S&P removed from CreditWatch Negative two French covered bond programmes – public sector backed obligations foncières for Credit Mutuel Arkéa and Société Générale – because it considers that the available credit enhancement for the programmes is commensurate with the maximum potential ratings uplift under its criteria for rating covered bonds. S&P rates Société Générale’s and Arkéa’s SCF programmes one notch above the sovereign (AA+), the maximum differential under its criteria for rating covered bonds above the rating of the related sovereign in the euro-zone. The covered bond ratings are on negative outlook.

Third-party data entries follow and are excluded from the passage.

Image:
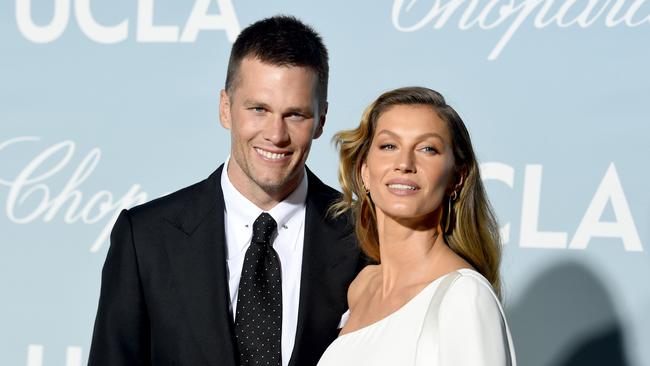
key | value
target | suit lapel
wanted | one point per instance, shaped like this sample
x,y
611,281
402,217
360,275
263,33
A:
x,y
197,255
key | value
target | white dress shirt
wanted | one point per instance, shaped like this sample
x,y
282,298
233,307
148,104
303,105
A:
x,y
290,217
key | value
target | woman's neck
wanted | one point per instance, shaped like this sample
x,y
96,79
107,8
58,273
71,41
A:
x,y
409,251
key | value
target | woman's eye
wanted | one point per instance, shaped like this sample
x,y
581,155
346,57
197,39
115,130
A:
x,y
429,149
387,147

The rating agency has maintained public sector covered bonds issued by France’s Dexia Municipal Agency on negative review, although this is because S&P is reassessing credit and cashflow risks in the programme. S&P resolved the negative review placement of France’s rating when it downgraded the sovereign from AAA to AA+ on 13 January.
S&P yesterday also placed on negative review various Portuguese and Spanish bank ratings, including the long term ratings of Spain’s Banca Cívica (BBB) and Portugal’s Banco Espírito Santo (BB). The long term ratings of some other Portuguese and Spanish banks remain on CreditWatch Negative, although S&P said that it is updating the reasons for this, “a process that could potentially increase the magnitude of any downgrades”.